The states of Texas and Louisiana are reeling from the devastating impact of Hurricane Harvey, and members of the public are eager to do whatever they can to try to help.  But as is too often the case when tragedy strikes, the public needs to be alert for charity relief scams that prey on public sympathies in order to steal private information and ultimately, funds intended for Harvey relief. Scammers are fraudulently collecting sensitive information and stealing donations by creating and using fake social media platforms (e.g., Facebook, charity websites, phishing email, and twitter) to ask for donations to the Hurricane Harvey Relief funds. These fake websites will usually do one of two things: 1) ask for a credit card number to steal the donations or 2) infect your electronic device with malicious software that can extract sensitive information (passwords, usernames, or account numbers) that is subsequently used to commit fraud.

Scammers’ using natural disasters to take advantage of charitable individuals is not a new cybersecurity issue. In 2005, the American Red Cross asked the FBI to investigate at least 15 fake websites that were created to look like legitimate Red Cross posts for Hurricane Katrina donations. In 2012, a charity calling itself the “Hurricane Sandy Relief Effort” purportedly raised $600k for storm victims, but it was all actually a scam to help the thieves pay off their own credit card debt.

WANT TO HELP? HERE ARE SOME TIPS!

  • If you want to make a donation, go to the charity’s official website to make the donation. Type the address in your browser or use a bookmark to ensure you don’t go to a fraudulent website by mistake.
  • Be sure to verify the existence and legitimacy of non-profit organizations by using Internet-based resources. You can find trusted contact information for many charities on the BBB National Charity Report Index.
  • Most legitimate charities maintain websites ending in “.org” rather than “.com”.
  • Do not respond to any unsolicited incoming e-mails or text messages, by clicking links or downloading files contained within those messages, because those links or files may contain viruses or other malicious software (including ransomware) that could steal your personal information and/or harm your computer or other electronic device.
  • Be cautious of organizations with copycat names similar to but not exactly the same as those of reputable charities.
  • Do not be pressured into making contributions; reputable charities do not use coercive tactics.
  • Legitimate charities do not normally solicit donations via money transfer services.
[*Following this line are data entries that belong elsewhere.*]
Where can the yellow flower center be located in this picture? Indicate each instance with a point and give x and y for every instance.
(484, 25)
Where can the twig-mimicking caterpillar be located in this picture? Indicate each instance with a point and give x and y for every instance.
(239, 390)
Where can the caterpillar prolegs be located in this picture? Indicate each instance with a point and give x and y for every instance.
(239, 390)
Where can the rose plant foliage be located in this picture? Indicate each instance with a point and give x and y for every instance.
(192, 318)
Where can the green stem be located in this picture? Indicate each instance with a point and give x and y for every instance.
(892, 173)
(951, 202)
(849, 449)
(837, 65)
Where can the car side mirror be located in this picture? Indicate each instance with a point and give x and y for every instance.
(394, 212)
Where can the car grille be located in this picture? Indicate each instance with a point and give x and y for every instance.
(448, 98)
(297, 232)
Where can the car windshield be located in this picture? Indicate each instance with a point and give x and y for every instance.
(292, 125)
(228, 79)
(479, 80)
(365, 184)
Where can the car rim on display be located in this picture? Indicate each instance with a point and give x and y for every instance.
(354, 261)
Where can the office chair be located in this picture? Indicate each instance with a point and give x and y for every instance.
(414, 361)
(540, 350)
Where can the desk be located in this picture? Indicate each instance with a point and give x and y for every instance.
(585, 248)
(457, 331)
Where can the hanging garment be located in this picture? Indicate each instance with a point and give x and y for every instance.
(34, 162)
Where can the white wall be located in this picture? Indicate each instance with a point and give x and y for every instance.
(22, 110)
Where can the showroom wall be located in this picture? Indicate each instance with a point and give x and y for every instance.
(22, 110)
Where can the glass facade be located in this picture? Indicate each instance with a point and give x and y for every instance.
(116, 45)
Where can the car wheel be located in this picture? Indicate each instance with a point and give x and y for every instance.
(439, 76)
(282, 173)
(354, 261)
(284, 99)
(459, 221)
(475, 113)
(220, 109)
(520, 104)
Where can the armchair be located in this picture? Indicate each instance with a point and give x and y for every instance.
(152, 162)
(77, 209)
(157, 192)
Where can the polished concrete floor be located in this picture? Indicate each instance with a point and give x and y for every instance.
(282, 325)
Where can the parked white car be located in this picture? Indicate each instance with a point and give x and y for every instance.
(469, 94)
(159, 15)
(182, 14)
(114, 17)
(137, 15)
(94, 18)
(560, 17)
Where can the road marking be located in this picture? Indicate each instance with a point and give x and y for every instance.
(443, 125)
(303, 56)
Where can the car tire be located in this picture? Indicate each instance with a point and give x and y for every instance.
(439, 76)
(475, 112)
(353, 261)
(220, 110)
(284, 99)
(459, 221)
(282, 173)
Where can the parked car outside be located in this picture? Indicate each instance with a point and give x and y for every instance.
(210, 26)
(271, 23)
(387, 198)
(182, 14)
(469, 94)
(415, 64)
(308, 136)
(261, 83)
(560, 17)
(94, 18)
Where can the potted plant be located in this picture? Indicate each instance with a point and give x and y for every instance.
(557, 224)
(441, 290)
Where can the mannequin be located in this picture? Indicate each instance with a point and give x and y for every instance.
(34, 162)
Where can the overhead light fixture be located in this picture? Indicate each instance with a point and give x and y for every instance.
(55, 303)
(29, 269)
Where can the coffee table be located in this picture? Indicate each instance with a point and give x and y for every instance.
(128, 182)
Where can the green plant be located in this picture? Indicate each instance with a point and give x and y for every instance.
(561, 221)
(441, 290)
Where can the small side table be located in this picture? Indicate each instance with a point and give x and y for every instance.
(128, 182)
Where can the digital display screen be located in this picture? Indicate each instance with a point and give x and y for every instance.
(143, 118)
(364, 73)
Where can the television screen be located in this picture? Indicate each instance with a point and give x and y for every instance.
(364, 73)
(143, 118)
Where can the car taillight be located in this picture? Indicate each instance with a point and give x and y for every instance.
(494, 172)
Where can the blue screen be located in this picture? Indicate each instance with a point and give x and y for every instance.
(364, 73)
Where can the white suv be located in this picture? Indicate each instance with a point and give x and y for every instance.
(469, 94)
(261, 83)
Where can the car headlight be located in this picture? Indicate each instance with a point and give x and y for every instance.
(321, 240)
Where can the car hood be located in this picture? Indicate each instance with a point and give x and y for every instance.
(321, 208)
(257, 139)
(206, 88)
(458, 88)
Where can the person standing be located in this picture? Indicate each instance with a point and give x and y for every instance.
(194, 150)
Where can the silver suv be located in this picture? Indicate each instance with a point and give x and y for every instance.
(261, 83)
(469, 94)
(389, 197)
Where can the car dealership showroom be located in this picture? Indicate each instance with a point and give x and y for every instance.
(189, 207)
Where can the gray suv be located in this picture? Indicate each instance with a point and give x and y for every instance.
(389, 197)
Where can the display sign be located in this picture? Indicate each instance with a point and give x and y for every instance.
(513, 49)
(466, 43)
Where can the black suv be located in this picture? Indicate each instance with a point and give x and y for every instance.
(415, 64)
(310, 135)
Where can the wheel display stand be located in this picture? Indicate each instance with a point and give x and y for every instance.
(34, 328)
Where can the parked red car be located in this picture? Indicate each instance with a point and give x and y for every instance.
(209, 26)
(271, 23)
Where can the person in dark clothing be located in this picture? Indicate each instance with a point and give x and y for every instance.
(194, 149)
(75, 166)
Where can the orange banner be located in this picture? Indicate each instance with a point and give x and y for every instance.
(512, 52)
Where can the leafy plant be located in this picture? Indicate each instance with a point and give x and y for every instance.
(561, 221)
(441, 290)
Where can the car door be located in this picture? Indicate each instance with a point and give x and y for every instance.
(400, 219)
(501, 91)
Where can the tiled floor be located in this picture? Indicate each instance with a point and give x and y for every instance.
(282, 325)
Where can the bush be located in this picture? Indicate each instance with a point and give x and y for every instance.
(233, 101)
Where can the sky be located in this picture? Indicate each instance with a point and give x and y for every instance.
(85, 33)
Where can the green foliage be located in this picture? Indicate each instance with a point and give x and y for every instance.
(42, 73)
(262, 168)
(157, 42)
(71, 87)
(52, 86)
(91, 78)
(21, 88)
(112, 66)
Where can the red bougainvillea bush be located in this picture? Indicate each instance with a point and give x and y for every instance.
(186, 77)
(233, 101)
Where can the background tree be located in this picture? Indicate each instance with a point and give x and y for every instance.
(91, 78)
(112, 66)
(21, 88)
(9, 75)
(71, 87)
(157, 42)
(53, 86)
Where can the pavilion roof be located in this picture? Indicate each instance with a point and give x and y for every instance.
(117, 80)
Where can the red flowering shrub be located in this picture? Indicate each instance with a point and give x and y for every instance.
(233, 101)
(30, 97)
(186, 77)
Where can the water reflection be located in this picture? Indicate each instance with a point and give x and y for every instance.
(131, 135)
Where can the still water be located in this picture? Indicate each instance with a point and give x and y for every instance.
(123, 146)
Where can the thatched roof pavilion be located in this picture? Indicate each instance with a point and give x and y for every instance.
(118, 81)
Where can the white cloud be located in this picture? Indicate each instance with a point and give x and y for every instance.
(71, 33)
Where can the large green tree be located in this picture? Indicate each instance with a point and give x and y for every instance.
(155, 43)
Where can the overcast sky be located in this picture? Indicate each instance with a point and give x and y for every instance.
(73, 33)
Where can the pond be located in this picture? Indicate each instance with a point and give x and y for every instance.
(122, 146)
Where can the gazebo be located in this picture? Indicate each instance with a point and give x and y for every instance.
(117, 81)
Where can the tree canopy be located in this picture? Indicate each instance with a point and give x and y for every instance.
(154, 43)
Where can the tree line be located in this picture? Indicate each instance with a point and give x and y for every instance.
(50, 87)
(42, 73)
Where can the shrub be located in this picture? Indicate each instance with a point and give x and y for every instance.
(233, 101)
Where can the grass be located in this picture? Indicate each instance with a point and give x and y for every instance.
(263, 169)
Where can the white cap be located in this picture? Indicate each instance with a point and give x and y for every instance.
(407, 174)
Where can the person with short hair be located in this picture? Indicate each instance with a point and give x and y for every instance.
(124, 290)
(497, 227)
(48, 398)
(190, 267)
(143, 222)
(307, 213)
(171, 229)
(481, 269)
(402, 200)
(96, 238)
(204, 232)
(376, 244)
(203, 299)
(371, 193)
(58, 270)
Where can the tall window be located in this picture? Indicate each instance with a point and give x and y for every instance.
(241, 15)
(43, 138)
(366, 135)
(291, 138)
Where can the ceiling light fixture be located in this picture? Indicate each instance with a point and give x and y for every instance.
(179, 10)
To combat the threat of this type of scam, HIPAA Covered  Entities (CE) and Business Associates (BA) should consider training staff  on the following good practices:

  • Hang up the phone if you are suspicious of the caller.
  • Never allow remote access to your computer unless such access is known to be legitimate, and the requestor’s authenticity can be verified (e.g., calling your IT Help Desk to verify the identity of IT support personnel requesting remote access to perform maintenance).
  • Do not trust unsolicited phone calls, emails, or texts.
  • Be suspicious of requests for personal information over telephone, email, or text.
  • Do not download unknown software or purchase unsolicited online services.
  • Verify the identity of the caller directly with CE or BA officials, or with the company the caller claims to represent.
  • Record the caller’s information if you suspect a scam and report it in accordance with your organization’s policies.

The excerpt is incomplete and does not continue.